Dans les jours suivant, ils furent envahis par Edward présent du matin au soir, désagréable du matin au soir. Il ne reprochait pas son choix à Bella mais il détestait Alexander pour l'avoir permis. Des membres de la meute venaient chaque jour surveiller. Emmet, Jasper et Alice étaient là aussi. Rosalie, Esmée et Carlisle passant de temps en temps. Un Carlisle qui avait tenu à parler à Alexander en privée pour s'assurer de sa santé, le sorcier toujours touché qu'il s'inquiète ainsi pour lui. Si ce fut difficile pour Bella, elle parvint à contrôler sa soif avec brio, buvant moins de sang au fil des jours et tenant de mieux en mieux même quand il diffusait soudainement une odeur de sang humain dans la maison. Cela n'avait pas été facile mais elle s'en sortait très bien, forçant l'admiration et ça prouvait une fois encore qu'elle avait vraiment pensé son choix et qu'elle était prête.

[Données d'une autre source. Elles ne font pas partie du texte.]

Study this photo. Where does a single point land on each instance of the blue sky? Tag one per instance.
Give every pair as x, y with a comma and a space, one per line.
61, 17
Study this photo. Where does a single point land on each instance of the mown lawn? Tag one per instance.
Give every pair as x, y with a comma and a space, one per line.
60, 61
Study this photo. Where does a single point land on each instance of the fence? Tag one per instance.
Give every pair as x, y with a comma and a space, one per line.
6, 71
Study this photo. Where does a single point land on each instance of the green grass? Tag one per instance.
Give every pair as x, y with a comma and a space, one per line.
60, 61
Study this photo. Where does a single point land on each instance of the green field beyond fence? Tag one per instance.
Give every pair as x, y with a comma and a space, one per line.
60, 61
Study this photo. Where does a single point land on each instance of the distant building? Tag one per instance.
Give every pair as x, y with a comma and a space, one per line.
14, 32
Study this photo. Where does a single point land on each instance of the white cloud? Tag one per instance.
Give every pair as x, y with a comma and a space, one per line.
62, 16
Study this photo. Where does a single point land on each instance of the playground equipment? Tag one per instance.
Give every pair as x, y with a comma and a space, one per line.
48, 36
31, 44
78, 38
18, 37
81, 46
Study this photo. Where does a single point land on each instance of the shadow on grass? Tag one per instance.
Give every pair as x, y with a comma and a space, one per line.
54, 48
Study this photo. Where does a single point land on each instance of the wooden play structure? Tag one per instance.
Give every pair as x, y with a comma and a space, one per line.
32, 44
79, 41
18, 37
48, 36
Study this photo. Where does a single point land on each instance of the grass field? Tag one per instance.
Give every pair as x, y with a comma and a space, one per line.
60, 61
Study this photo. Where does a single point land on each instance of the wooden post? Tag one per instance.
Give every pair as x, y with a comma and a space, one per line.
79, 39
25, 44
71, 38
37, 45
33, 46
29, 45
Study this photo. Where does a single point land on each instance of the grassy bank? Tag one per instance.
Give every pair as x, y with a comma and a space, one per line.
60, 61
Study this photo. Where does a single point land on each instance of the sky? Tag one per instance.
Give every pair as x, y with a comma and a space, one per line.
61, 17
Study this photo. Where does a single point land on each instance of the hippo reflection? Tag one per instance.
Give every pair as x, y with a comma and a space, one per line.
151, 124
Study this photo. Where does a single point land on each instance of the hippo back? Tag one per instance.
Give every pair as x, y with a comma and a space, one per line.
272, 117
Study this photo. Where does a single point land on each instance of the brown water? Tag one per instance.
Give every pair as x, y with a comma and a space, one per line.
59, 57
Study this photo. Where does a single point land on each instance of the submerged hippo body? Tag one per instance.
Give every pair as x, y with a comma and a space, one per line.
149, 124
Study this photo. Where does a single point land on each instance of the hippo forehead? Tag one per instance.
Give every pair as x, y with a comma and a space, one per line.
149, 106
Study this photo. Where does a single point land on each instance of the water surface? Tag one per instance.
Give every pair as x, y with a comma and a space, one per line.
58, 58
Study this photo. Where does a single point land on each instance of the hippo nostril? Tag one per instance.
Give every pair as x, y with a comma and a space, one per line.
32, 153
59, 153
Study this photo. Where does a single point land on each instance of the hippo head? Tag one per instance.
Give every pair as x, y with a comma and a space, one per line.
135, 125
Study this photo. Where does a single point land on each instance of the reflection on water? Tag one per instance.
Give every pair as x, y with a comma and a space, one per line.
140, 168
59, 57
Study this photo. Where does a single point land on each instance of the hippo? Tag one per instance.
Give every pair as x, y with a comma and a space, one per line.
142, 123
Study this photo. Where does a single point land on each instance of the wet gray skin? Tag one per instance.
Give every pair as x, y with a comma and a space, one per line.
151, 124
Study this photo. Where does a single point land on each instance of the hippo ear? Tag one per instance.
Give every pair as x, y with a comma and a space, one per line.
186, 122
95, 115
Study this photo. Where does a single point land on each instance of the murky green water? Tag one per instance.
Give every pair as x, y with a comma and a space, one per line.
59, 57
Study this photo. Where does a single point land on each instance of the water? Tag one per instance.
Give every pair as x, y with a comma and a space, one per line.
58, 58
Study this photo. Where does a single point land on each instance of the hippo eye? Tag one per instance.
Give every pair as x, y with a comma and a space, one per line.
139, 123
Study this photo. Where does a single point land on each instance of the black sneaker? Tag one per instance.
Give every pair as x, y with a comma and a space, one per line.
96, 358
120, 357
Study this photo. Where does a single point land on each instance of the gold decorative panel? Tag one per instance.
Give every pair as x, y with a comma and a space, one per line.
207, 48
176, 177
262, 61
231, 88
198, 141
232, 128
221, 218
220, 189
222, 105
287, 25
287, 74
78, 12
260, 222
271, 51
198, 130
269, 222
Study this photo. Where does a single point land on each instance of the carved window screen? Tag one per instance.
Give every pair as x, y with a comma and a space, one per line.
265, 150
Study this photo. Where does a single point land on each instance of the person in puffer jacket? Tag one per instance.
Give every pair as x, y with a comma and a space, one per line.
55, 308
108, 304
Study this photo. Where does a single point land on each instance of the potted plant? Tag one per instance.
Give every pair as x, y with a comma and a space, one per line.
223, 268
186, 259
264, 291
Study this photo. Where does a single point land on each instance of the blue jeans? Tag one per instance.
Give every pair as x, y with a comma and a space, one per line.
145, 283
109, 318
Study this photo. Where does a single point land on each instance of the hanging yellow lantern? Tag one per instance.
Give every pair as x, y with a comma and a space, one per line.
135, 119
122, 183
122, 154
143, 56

Cela rassura d'ailleurs les Quileute quand à sa capacité à tenir ses engagements et l'ambiance se détendit. Alexander l'avait aussi fait manger. Les vampire pouvaient manger et avaler de la nourriture mais ils étaient forcés de la vomir ensuite, ne pouvant la digérer. Il l'avait fait faire à Bella parce qu'il faudrait donner le change devant Charlie de temps en temps pour ne pas l'inquiéter. Edward était contre comme toujours mais Bella l'avait fait, tenant sa promesse de tout faire pour que tout aille bien avec son père. Une chose que le reste du clan avait trouvé remarquable par les efforts que ça demandait.
Comme attendu, Seth se transforma cette semaine là et il fut une bouffée d'air rafraîchissante pour la meute. Contrairement aux autres, une fois les explications données, il prenait cela avec un gigantesque enthousiasme et il le fut plus encore en retrouvant Alex et en apprenant qu'il pouvait faire de la magie. Il lui fut présenté officiellement un soir après que les vampires aient regagné leur demeure et Bella sa chambre. Ils passèrent là soirée à s'amuser et à instruire Seth et avoir son petit frère ainsi sembla aussi faire du bien à Leah.
Samedi venu, et devant les progrès de Bella, Alexander la laissa partir avec les Cullen pour une première véritable chasse. Il avait exigé qu'elle soit de retour à l'heure le lendemain pour qu'ils rentrent ensemble comme prévu chez Charlie et elle avait promis. Promesse qu'elle tint. Ils rentrèrent donc ensemble le lendemain, Bella avec son allure humaine travaillée désormais. L'homme vint les serrer dans ses bras avec joie à leur arrivée, souriant d'appréciation à sa fille. Avec le maquillage cachant sa pâleur et même si on avait un peu gommé la beauté vampirique avec quelques artifices, elle avait l'air bien mieux qu'en partant, plus en forme et cela sembla rendre Charlie heureux. Une joie qui fut bien moindre lorsqu'il apprit que Edward était de retour dans les parages.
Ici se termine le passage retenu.